Anyone who watches Throw Like a Girl would have to admit that Dru-Ann Jones is even more glamorous in person than she is on television. Her skin is flawless; she’s wearing plum lipstick; her hair is gathered in its usual ponytail (Allure once ran a piece on ponytails and featured a picture of Dru-Ann). Dru-Ann’s signature wardrobe piece is a tailored blazer. Each season, she buys the entire line from Veronica Beard, and today she’s wearing a navy scuba jacket paired with a white T-shirt and jeans. Hollis checks out Dru-Ann’s shoes (Dru-Ann is famous for her shoes) and finds cherry-red suede stilettos. Fabulous and impractical.

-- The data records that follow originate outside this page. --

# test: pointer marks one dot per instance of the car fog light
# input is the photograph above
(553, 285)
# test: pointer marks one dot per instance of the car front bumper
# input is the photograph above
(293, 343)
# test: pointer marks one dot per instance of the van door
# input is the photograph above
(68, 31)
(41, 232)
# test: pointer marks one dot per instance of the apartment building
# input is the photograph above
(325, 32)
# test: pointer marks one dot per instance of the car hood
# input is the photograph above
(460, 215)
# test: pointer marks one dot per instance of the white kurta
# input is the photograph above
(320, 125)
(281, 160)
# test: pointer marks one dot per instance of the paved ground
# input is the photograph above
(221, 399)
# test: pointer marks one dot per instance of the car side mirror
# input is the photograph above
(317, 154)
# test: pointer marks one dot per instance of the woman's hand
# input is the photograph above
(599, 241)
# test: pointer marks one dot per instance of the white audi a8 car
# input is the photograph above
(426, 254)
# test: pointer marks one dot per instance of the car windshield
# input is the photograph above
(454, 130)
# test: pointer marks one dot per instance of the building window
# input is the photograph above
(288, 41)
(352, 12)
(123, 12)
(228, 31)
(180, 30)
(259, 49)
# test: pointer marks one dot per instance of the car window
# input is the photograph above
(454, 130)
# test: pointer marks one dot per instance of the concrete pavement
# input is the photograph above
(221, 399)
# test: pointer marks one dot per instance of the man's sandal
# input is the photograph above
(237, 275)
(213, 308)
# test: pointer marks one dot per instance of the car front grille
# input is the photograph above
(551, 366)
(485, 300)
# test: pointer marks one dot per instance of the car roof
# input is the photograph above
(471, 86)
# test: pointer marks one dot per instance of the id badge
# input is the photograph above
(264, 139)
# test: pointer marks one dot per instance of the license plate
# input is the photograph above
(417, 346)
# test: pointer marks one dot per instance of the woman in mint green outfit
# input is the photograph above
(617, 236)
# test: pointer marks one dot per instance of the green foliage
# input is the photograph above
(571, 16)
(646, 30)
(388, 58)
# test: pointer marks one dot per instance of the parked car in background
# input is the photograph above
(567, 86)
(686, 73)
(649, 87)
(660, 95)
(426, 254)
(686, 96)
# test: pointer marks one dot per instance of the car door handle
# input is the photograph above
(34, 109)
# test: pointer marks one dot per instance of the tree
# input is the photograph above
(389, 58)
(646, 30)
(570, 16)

“Dru,” Hollis says. She feels a happiness so powerful, it might lift her off the ground. “Thank you for coming.” Hollis stops herself from gushing; she doesn’t want to sound like Brooke. “I know you’re busy.”

“Luck was on your side,” Dru-Ann says. “Because it turned out I had some free time this weekend.” She sighs. “Do you have any alcohol?”

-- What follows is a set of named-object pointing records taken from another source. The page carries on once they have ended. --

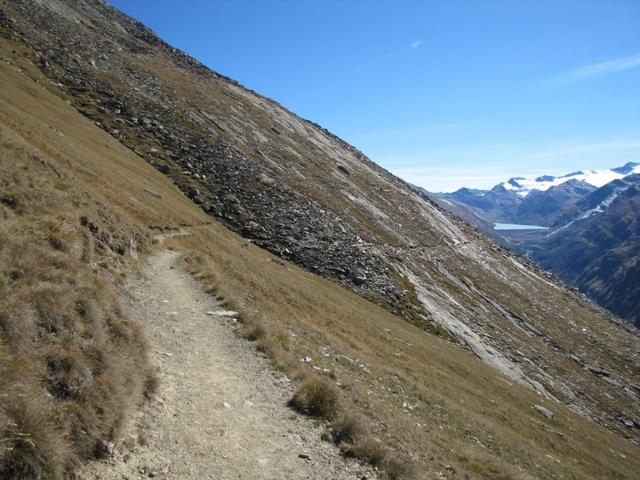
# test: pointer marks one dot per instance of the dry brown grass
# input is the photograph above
(433, 406)
(317, 397)
(428, 402)
(73, 219)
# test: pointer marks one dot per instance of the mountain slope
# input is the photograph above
(539, 201)
(596, 246)
(295, 189)
(425, 400)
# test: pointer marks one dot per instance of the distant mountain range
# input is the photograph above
(539, 201)
(593, 236)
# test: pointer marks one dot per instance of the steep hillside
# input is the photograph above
(596, 246)
(90, 208)
(536, 202)
(293, 188)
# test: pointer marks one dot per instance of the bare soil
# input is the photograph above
(221, 408)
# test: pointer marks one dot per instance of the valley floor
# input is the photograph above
(221, 409)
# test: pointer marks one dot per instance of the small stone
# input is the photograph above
(544, 411)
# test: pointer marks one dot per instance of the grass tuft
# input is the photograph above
(317, 397)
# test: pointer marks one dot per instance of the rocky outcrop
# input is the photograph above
(294, 188)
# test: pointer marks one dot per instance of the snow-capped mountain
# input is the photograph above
(597, 178)
(593, 240)
(539, 201)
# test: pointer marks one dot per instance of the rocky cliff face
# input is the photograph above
(294, 188)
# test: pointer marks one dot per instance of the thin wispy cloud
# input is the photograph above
(596, 70)
(483, 166)
(587, 148)
(394, 53)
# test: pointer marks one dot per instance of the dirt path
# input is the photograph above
(221, 410)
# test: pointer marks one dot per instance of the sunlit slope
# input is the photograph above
(422, 395)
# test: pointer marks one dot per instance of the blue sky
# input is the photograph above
(445, 93)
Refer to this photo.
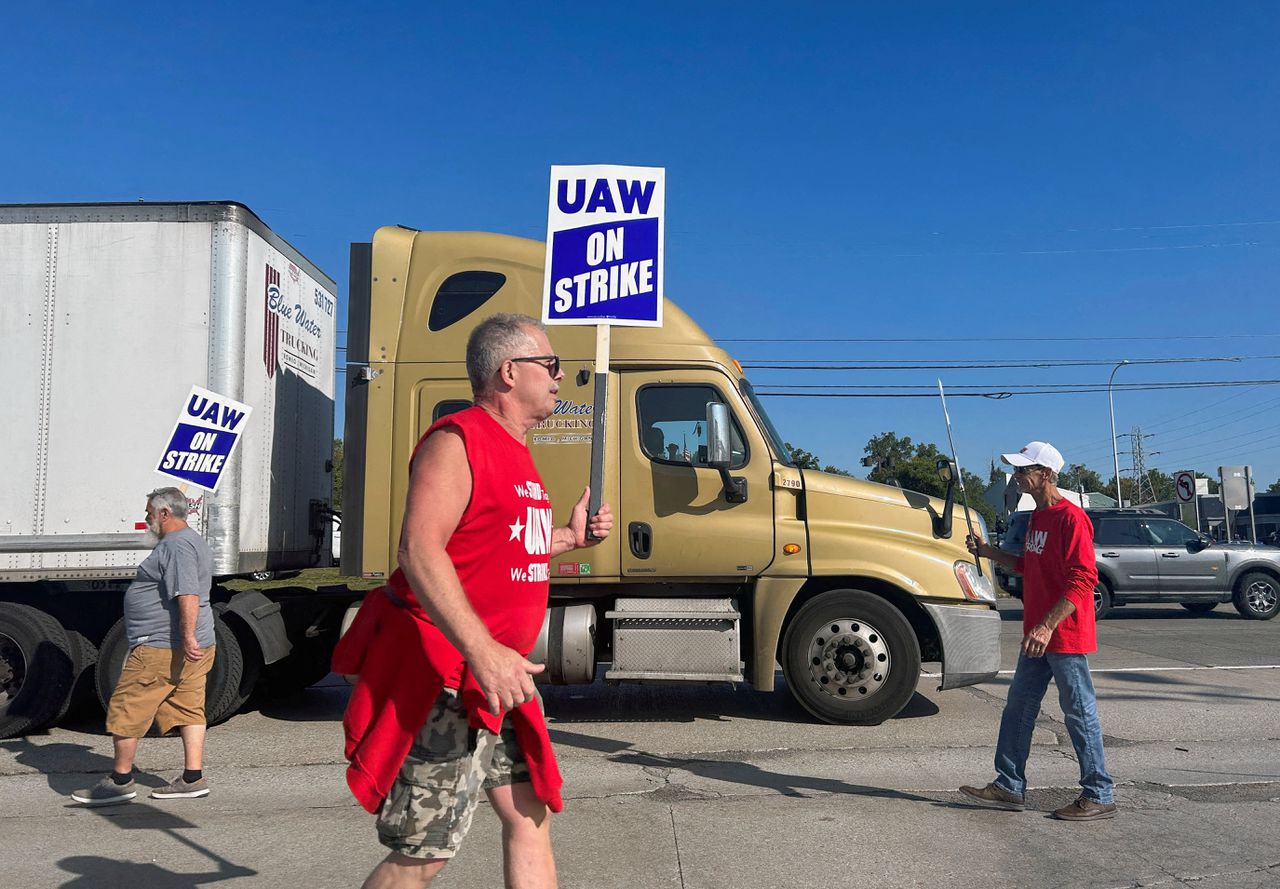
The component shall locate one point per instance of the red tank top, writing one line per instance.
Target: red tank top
(502, 546)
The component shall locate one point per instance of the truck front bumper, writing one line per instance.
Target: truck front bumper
(970, 644)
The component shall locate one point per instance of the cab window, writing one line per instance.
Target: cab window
(672, 422)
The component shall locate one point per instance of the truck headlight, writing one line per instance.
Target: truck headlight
(976, 586)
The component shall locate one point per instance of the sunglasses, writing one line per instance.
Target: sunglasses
(552, 367)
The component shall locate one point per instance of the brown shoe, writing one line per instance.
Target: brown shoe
(995, 797)
(1086, 810)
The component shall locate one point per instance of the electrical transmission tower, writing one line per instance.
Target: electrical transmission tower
(1142, 489)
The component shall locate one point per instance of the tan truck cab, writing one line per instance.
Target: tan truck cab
(726, 558)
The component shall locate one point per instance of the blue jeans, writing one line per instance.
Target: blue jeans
(1079, 709)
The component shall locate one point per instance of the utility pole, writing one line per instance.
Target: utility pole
(1142, 489)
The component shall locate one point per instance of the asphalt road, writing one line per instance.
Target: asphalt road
(709, 787)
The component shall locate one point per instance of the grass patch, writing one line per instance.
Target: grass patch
(309, 578)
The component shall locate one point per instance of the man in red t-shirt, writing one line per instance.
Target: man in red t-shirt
(471, 590)
(1059, 574)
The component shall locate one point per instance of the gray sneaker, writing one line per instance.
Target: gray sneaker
(1086, 810)
(995, 797)
(106, 793)
(181, 789)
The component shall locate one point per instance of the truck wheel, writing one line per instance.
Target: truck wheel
(35, 669)
(1257, 596)
(1102, 601)
(1200, 608)
(110, 661)
(851, 658)
(225, 690)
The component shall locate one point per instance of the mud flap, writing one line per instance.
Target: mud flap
(263, 617)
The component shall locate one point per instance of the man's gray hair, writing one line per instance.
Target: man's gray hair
(494, 340)
(170, 499)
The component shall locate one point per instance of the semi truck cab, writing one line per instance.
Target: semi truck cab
(726, 560)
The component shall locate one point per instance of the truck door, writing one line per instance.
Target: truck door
(673, 518)
(1182, 569)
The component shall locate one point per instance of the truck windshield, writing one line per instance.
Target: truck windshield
(771, 431)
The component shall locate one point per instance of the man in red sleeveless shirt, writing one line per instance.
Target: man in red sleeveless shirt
(1059, 574)
(447, 640)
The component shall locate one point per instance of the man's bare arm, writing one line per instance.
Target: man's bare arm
(574, 535)
(438, 494)
(188, 609)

While Hollis is pouring Casa Dragones tequila over ice for Dru-Ann, a taxi pulls up in front of the house and Brooke steps out. There’s a bit of a tango—Brooke reaching into her purse for money, the driver heaving her suitcase out of the back (“What did you pack in here,” he asks, “gold bullion?”), Brooke retrieving her straw hat when it falls to the ground, the taxi driver checking out Brooke’s backside as she bends over for the hat—but eventually Brooke reaches the front door. She knocks and Dru-Ann opens the door, sees Brooke, and shuts the door right in her face. This is meant to be funny, and it is funny, Hollis has to suppress a smile, but on the other side of the door, Brooke is wondering if she’s going to be the butt of every joke this weekend.

“Dru-Ann,” Hollis says. “Stop.”

Dru-Ann swings open the door—this weekend is already more fun than she thought it would be—and says, “You’re here for the orgy, right?”

Brooke nods. She can play along. “Right,” she says. “I brought the chocolate syrup and the blindfolds.”

This makes Dru-Ann laugh, and Hollis relaxes. “Brooke!” Hollis says. “Welcome!” Hollis isn’t quite as happy to see Brooke as she was to see Dru-Ann, but she won’t make this weekend a competition. She spends time with Brooke at home in Wellesley; they went to Juniper for dinner a couple of nights before Hollis left for Nantucket. When Matthew died, Brooke swooped in like Superwoman. She drove Hollis to the funeral home, helped her pick a coffin; she drove her to St. Andrew’s to speak to the pastor. Brooke had been her person.

Hollis hands Dru-Ann her drink and points across the driveway to the guesthouse. “You’re in the Twist. It’s all made up for you.”

Dru-Ann raises an eyebrow. “You’re putting me in the outhouse?”

Brooke gasps. “I’ll… I’m… you can have my room, Dru-Ann. I’m happy to stay in the outhouse.”